En ese contexto, Bolsonaro llegó a asumir la presidencia por la profundización de esta matriz autoritaria, racista, clasista, xenofóbica, homofóbica, misógina, aporofóbica[1] que se instaló como un tumor maligno al interior de la sociedad, alimentada –como decíamos- de la propia experiencia histórica secular, así como de la agudización de la corrupción y la escandalosa impunidad de miembros de la clase política, de grandes conglomerados y consorcios empresariales, de familias de terratenientes y de los altos mandos militares que se han dedicado durante décadas a lucrar y beneficiarse con los recursos públicos.
La redemocratización y el posterior proceso de reconstrucción de las instituciones democráticas no fue suficiente para acabar con los resabios del autoritarismo que permanecieron latentes en el seno de la sociedad brasileña y que resurgieron a la luz del descontento y el malestar acumulado, las carencias insufribles en los servicios básicos, la corrupción, el desempleo y los bajos salarios, la presencia endémica del hambre, la violencia cotidiana, la inepcia del Estado, la exclusión y el abandono que experimenta una parte significativa de la población.
La extrema derecha y el bolsonarismo se nutrieron de este caldo nefasto y corrosivo que fue minando la coexistencia entre los brasileños, manifestándose bajo las más diversas formas del prejuicio y la intolerancia para enfrentar las supuestas amenazas que encarnaban y siguen personificando los segmentos más pobres y miserables del país.
En función de lo anterior, uno de los mayores desafíos que tiene ahora el gobierno de Lula da Silva –además de resolver los problemas más prominentes como el hambre y la desigualdad- es desmontar los cimientos de esta construcción nefasta y destructiva del odio visceral, de una completa ausencia de identidad, de la negación de un sustrato común, de un sentido de comunidad de destino que aqueja a este país de dimensiones y complejidad continental.

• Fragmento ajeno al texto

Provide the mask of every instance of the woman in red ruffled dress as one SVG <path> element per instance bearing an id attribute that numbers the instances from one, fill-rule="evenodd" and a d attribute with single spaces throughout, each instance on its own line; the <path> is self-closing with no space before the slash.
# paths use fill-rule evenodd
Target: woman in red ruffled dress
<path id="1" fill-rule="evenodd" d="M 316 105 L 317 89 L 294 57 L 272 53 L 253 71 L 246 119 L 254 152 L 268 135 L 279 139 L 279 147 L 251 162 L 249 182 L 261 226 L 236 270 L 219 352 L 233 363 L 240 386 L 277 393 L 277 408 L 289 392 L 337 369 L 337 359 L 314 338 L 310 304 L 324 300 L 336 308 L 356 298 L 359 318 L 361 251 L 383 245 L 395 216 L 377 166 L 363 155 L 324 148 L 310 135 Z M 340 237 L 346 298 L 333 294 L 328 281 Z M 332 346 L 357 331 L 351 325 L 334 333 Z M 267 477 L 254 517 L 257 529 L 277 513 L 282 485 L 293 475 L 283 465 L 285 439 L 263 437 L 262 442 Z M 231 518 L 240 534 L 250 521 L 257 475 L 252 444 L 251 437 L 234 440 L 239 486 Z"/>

Si bien la reciente condenación de Bolsonaro representa una respuesta imprescindible para el conjunto de los demócratas brasileños, los riesgos del radicalismo de la extrema derecha seguirán ensombreciendo el futuro de Brasil, obstaculizando sus capacidades para desarrollar todas sus potencialidades como nación. Enfrentar estas modalidades contemporáneas del fascismo se transformó en una tarea urgente no solo para la actual administración, sino para la totalidad del cuerpo social que aspira a construir una nación norteada por los principios de la tolerancia, el pluralismo, el respeto a la diversidad y la convivencia democrática.
Por Fernando de la Cuadra
[1] Aporofobia es un concepto acuñado por Adela Cortina y quiere expresar la fobia o el rechazo al pobre y expresa según esta misma autora “uno de los conflictos sociales y morales más arraigados y obviados de nuestro tiempo”.